PrefectHQ / prefect-operator

A Kubernetes operator for managing Prefect servers and work pools
10 stars 0 forks source link

Update conditions more conservatively when resources are in the desired state #39

Closed chrisguidry closed 2 months ago

chrisguidry commented 2 months ago

Before, all of the final else blocks of reconciling were updating the condition to say effectively "still all good here!", which was overwriting whatever the prior iterations had updated even though there was no materially new information.

In this change, I'm putting guards around those final updates so that we only update them if

mitchnielsen commented 2 months ago

Tested by deploying per the readme and watching the conditions on each CRD:

prefectserver

$ kubectl get prefectserver prefect-sqlite -o jsonpath='{.status.conditions}'| jq
[
  {
    "lastTransitionTime": "2024-08-20T21:42:12Z",
    "message": "PersistentVolumeClaim was created",
    "reason": "PersistentVolumeClaimCreated",
    "status": "True",
    "type": "PersistentVolumeClaimReconciled"
  },
  {
    "lastTransitionTime": "2024-08-20T21:42:12Z",
    "message": "MigrationJob is not required",
    "reason": "MigrationJobNotRequired",
    "status": "True",
    "type": "MigrationJobReconciled"
  },
  {
    "lastTransitionTime": "2024-08-20T21:42:12Z",
    "message": "Deployment was created",
    "reason": "DeploymentCreated",
    "status": "True",
    "type": "DeploymentReconciled"
  },
  {
    "lastTransitionTime": "2024-08-20T21:42:12Z",
    "message": "Service was created",
    "reason": "ServiceCreated",
    "status": "True",
    "type": "ServiceReconciled"
  }
]

Able to access server (by port-forwarding the Service):

image

prefectworkpool

These Pods are failing to come up:

httpcore.ConnectError: [Errno -2] Name or service not known

However the status condition on the CR makes it appear healthy:

$ kubectl get prefectworkpool sample-pool -o jsonpath='{.status.conditions}'| jq
[
  {
    "lastTransitionTime": "2024-08-20T21:42:12Z",
    "message": "Deployment is in the correct state",
    "reason": "DeploymentUpdated",
    "status": "True",
    "type": "DeploymentReconciled"
  }
]
$ kubectl get prefectworkpool sample-pool
NAME          TYPE      VERSION     DESIRED WORKERS   READY WORKERS
sample-pool   process   3.0.0rc18   3                 0

We may just eventually add a status condition reporting that the desired number of workers has not yet been satisfied, but that'll be out of the scope of this PR.

chrisguidry commented 2 months ago

Yeah it's still way more verbose than I'd like. Using SetStatusCondition takes care of a lot of it, but it's still just a verbose thing (with type, status, reason, and message every time).
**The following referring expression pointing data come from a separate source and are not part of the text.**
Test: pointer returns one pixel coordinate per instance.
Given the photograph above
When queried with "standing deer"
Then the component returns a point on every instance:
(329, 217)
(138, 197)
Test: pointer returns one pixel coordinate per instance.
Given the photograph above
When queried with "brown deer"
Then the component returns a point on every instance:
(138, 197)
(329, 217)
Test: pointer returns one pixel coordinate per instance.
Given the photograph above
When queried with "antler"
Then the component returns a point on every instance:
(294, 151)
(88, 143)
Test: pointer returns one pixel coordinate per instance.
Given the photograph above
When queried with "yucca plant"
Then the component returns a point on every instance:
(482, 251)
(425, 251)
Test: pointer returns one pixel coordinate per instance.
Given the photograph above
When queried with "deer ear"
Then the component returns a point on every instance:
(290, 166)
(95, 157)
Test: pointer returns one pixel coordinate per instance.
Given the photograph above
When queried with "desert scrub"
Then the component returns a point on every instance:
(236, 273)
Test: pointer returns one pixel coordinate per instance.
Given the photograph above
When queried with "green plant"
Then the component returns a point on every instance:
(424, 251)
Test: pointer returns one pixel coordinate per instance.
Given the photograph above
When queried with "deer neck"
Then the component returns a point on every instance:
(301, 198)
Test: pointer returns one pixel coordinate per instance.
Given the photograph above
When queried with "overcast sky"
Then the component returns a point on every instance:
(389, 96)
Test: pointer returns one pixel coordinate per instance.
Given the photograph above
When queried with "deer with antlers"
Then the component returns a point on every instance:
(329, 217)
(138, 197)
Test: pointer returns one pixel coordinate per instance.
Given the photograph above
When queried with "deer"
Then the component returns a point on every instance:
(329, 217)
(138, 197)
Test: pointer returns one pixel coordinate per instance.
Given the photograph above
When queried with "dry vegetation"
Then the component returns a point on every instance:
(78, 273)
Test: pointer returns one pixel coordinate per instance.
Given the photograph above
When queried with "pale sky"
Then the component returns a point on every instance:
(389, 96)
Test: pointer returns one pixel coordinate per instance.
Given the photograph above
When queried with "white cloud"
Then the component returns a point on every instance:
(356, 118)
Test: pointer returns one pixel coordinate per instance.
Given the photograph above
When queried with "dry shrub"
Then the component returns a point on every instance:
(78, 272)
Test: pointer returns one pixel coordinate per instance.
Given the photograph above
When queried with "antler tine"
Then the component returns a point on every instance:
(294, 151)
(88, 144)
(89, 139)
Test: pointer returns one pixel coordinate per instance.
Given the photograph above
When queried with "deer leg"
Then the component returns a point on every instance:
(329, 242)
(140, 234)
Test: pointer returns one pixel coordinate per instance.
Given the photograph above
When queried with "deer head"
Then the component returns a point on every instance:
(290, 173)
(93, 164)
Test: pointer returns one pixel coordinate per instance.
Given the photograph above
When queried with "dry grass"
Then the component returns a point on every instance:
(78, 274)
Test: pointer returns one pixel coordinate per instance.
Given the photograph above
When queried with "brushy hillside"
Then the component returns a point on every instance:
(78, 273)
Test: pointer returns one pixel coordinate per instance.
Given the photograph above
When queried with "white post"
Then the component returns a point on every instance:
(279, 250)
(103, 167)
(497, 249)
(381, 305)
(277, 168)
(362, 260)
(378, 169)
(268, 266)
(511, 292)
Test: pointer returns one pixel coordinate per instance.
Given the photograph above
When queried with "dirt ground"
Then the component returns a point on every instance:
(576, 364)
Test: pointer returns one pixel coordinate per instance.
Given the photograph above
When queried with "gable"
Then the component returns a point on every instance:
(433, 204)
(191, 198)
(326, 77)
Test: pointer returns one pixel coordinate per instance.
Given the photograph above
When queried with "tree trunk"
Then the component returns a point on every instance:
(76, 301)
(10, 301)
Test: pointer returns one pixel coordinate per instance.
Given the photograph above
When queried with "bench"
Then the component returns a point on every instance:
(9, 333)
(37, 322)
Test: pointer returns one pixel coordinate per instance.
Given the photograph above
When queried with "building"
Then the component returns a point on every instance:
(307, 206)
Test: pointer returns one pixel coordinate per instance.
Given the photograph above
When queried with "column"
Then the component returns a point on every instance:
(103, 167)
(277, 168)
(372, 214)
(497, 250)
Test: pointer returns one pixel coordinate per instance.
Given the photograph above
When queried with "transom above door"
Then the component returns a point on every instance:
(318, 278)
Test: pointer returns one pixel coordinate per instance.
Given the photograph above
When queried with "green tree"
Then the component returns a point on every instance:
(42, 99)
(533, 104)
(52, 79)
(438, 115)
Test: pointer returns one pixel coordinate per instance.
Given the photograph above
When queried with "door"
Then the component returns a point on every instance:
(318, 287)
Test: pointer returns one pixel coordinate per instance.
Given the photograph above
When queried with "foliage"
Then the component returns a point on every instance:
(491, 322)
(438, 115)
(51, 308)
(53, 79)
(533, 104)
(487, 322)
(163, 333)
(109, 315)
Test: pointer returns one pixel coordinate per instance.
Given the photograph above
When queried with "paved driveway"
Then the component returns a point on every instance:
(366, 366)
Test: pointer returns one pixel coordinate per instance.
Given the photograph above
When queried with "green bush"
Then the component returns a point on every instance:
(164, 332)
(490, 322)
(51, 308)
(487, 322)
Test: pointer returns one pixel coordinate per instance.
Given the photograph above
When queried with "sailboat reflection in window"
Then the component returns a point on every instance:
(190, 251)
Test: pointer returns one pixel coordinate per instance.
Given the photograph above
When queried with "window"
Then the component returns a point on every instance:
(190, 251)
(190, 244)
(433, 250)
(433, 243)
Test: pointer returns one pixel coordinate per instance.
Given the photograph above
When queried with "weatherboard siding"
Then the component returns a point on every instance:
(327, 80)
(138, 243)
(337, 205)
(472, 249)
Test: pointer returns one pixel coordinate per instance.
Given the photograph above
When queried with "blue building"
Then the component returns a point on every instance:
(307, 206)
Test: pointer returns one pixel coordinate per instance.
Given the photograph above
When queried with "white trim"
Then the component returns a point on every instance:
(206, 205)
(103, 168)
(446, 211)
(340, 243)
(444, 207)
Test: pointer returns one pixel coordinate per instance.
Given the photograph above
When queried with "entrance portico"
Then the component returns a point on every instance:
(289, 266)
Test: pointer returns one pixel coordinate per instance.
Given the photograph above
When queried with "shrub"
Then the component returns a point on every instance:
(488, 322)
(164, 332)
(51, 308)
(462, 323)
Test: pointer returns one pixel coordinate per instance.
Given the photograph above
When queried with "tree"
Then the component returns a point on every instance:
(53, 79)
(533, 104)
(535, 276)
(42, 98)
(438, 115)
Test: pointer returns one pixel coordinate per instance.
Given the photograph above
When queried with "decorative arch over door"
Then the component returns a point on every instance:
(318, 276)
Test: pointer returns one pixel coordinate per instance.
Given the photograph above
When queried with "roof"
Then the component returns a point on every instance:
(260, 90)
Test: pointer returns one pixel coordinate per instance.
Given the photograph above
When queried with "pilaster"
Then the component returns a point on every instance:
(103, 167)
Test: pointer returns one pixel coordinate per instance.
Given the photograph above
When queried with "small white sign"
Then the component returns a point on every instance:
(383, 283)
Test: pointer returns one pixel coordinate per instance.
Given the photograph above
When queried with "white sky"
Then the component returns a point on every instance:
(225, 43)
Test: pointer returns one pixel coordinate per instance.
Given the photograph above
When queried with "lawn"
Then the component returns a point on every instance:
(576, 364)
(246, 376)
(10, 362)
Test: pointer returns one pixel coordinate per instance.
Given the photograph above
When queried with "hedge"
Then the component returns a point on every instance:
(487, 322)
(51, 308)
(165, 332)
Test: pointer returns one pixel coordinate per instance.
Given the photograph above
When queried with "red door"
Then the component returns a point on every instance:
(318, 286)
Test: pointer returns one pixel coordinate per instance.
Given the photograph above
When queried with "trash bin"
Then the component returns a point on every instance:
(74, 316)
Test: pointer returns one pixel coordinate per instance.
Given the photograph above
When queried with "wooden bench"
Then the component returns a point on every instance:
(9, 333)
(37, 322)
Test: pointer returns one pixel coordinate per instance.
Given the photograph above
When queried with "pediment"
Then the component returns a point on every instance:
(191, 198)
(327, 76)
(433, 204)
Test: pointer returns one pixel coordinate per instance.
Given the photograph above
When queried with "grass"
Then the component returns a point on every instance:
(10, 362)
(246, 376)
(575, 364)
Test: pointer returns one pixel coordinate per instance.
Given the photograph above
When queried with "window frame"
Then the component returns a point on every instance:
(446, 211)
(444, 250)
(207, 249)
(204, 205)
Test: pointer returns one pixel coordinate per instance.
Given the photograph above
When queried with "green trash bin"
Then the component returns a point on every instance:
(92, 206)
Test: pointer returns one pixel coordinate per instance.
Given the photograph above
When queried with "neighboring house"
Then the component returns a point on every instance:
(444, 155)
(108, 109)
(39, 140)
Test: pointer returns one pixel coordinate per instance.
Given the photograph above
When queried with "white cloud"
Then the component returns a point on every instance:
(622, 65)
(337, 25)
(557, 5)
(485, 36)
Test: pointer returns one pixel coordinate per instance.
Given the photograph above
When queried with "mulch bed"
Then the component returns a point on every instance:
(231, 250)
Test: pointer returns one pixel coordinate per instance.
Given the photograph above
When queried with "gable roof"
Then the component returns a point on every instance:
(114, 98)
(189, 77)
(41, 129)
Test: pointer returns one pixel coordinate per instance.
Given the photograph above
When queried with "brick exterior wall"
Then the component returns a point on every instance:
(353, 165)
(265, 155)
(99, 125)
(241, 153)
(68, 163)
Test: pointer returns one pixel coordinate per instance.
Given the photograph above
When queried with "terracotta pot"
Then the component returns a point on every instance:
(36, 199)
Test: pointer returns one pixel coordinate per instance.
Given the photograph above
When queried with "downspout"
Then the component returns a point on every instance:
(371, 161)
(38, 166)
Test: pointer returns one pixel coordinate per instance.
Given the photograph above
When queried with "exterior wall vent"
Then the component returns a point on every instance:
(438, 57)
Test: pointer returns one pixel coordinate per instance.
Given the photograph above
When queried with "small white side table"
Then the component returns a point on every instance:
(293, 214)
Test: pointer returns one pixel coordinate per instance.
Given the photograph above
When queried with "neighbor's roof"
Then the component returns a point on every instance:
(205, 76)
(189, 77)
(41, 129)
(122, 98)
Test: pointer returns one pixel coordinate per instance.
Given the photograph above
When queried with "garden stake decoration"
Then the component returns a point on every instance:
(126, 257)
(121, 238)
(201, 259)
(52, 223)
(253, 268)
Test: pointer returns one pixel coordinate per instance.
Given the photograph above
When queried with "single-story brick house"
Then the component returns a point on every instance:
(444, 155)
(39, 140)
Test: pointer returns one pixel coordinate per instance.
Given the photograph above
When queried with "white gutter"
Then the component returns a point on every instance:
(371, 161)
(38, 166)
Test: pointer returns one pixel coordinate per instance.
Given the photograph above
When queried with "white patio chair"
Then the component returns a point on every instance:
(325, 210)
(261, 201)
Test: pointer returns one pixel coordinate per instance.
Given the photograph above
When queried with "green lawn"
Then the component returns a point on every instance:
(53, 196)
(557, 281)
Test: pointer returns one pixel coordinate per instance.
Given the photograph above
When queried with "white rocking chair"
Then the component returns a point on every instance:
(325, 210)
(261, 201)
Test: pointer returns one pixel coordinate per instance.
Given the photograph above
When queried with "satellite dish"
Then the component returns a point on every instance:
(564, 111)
One thing that might make it cleaner is to use a function like you saw in cert-manager, but maybe one for each status (true or false):

func observeCondition(ctx context.Context, workspace *cloudv1.Workspace, type, reason, message string) error {
  ...
}
func observeAbsence(ctx context.Context, workspace *cloudv1.Workspace, type, reason, message string) error {
  ...
}

so then when you observeCondition, it's status "True", and when you observeAbsence it's "False"? That might help with some of the eyebleed.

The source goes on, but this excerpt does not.